Qualität und Sicherheit (Forum 6):
Eines der zentralen Foren des EHFG 2008 beleuchtet umfassend die aktuelle Situation und neue Initiativen im Bereich der Qualitätssicherung und -verbesserung im Gesundheitswesen der EU-Staaten. Entscheidende Impulse für höhere Qualitätsstandards könnten von Maßnahmen auf EU-Ebene ausgehen.

In zahlreichen weiteren Veranstaltungen spielen Fragen der Patientensicherheit eine wichtige Rolle:
Innovationen in der koordinierten Versorgung (Forum 5)
Möglichkeiten zur Qualitätsverbesserung durch verstärkten Einsatz innovativer Lösungen aus dem Bereich der Informations- und Kommunikationstechnologie und daraus folgender besserer Abstimmung von Behandlungsprozessen.

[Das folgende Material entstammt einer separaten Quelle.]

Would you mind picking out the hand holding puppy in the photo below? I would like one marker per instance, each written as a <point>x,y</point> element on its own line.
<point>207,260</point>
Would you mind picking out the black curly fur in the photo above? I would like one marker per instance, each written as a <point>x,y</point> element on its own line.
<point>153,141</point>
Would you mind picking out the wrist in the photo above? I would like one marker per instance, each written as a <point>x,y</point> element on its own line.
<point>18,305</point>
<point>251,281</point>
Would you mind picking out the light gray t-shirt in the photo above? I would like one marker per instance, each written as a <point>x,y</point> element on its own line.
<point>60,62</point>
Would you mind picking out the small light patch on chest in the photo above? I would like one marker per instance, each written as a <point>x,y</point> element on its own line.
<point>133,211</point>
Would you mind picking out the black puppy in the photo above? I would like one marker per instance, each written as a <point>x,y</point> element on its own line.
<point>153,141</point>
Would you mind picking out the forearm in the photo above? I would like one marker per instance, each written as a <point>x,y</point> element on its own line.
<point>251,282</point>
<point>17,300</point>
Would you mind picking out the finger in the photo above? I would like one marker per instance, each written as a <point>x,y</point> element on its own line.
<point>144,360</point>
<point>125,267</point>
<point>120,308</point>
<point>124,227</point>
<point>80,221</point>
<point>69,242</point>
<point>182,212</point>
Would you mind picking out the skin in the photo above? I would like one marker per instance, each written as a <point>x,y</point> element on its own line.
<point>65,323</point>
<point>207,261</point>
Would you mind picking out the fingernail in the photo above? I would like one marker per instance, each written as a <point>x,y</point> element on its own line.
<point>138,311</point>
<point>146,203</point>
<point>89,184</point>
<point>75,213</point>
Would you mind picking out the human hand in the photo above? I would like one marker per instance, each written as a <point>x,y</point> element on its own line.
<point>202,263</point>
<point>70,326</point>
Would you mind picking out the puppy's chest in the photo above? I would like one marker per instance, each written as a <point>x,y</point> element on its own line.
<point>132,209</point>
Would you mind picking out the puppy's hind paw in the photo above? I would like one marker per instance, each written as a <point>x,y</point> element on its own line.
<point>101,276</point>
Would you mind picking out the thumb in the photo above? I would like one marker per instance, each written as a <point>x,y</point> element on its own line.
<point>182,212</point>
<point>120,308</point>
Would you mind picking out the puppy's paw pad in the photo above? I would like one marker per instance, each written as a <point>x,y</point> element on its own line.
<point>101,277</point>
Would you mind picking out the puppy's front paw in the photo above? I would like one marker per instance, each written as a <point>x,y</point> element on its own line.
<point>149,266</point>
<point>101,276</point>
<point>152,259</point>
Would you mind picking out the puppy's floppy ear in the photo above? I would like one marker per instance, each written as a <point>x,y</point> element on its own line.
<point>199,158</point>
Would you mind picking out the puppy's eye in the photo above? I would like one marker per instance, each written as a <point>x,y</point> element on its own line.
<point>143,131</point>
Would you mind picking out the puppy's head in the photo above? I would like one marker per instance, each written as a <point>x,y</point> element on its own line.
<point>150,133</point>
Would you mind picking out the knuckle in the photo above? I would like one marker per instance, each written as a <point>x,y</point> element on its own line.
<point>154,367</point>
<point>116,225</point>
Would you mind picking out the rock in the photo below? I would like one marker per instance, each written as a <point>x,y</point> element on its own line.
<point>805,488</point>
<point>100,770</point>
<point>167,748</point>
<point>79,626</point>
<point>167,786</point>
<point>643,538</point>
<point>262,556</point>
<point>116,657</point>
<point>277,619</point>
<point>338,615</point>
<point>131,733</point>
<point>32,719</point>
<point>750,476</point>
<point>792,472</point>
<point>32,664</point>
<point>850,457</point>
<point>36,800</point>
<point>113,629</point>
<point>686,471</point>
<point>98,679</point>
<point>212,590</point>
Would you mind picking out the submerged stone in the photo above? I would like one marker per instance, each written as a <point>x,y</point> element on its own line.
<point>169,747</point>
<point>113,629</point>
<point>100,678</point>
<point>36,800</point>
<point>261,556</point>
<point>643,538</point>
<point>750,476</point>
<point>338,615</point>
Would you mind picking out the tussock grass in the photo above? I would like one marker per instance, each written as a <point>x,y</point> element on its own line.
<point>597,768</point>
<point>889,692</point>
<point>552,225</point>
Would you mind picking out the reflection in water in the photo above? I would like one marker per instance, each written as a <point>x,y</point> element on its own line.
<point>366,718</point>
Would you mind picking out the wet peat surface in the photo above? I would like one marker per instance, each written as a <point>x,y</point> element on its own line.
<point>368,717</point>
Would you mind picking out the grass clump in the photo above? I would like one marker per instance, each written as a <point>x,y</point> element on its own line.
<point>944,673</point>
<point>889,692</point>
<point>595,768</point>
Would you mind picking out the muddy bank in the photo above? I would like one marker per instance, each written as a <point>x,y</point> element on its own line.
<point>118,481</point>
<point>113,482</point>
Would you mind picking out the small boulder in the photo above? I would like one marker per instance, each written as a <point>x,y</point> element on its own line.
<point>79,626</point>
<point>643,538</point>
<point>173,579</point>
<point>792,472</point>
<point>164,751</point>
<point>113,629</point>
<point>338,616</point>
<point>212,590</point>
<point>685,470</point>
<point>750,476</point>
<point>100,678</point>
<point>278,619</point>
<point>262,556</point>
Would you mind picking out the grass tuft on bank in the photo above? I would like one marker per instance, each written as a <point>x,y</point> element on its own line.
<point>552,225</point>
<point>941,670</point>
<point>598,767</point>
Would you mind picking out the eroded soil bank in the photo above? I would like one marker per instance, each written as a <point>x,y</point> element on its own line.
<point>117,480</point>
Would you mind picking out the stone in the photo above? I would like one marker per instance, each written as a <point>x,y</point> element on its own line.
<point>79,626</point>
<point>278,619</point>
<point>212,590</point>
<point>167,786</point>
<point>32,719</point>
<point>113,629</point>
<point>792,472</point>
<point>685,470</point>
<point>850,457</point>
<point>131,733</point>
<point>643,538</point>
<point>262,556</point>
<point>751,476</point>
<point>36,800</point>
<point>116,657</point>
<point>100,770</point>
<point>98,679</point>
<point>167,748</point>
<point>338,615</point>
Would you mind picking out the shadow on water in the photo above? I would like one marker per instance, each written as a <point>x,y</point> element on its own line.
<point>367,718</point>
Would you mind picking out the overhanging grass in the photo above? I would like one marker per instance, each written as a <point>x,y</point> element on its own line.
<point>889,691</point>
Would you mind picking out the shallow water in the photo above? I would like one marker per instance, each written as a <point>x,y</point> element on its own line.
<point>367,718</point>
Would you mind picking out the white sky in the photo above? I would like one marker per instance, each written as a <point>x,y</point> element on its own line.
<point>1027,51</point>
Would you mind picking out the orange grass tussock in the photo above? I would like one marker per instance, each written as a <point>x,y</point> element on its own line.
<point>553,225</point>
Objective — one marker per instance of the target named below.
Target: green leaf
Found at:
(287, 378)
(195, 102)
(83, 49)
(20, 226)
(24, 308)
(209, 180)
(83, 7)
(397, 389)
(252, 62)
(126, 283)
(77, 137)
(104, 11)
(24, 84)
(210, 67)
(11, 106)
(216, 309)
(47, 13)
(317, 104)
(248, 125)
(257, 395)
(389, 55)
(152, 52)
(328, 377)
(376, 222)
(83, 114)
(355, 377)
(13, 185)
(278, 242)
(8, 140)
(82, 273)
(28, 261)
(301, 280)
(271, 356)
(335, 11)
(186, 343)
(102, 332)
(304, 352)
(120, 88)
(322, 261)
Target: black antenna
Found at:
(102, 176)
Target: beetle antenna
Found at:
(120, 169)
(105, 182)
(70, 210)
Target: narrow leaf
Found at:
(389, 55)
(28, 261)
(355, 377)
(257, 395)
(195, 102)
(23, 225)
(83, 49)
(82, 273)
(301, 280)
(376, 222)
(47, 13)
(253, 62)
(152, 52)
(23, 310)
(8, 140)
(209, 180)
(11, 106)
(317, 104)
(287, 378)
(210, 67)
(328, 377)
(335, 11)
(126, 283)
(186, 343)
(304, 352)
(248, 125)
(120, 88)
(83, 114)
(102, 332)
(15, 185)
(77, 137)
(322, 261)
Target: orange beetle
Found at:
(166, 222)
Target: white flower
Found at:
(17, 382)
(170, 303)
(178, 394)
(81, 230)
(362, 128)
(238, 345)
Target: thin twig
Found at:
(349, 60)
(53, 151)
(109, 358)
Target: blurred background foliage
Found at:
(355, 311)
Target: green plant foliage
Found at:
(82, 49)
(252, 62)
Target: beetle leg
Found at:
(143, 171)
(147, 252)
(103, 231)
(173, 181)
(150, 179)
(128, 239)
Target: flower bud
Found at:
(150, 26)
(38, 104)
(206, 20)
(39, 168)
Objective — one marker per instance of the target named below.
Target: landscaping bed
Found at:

Verbesserung der Patientensicherheit am Beispiel Thromboseprophylaxe (Workshop) Venenthrombosen fordern jährlich eine halbe Million Todesopfer in europäischen Spitälern und verursachen bei vielen anderen Patienten bleibende Schäden. Mit entsprechender Organisation und bei Einhaltung hoher Qualitätsstandards könnte ein wesentlicher Teil der Fälle vermieden werden.

Antibiotikaresistente Keime (EU Präsidentschaftsworkshop )
Die Verletzung von Sicherheitsstandards begünstigt in hohem Maß die Entwicklung antibiotikaresistenter Keime, die wiederum einen bedeutenden Risikofaktor für Spitalspatienten darstellen - Präsentation von Maßnahmen zur Bekämpfung des Problems.

EU-Richtlinienentwurf zu Patientenrechten in der grenzüberschreitenden Gesundheitsversorgung (Workshop)
Patientensicherheit und Patientenrechte sind zentrale Bereiche bei der Erarbeitung eines Regelwerks für die Inanspruchnahme von Gesundheitsdienstleistungen in anderen EU-Staaten (grenzüberschreitende Gesundheitsversorgung). Diese Richtlinie hat zum Ziel Patienten bei der Wahrnehmung der grenzüberschreitenden Gesundheitsversorgung zu unterstützen, die Sicherheit und Qualität dabei zu garantieren und bessere Zusammenarbeit zwischen den nationalen Gesundheitssystemen zu fördern.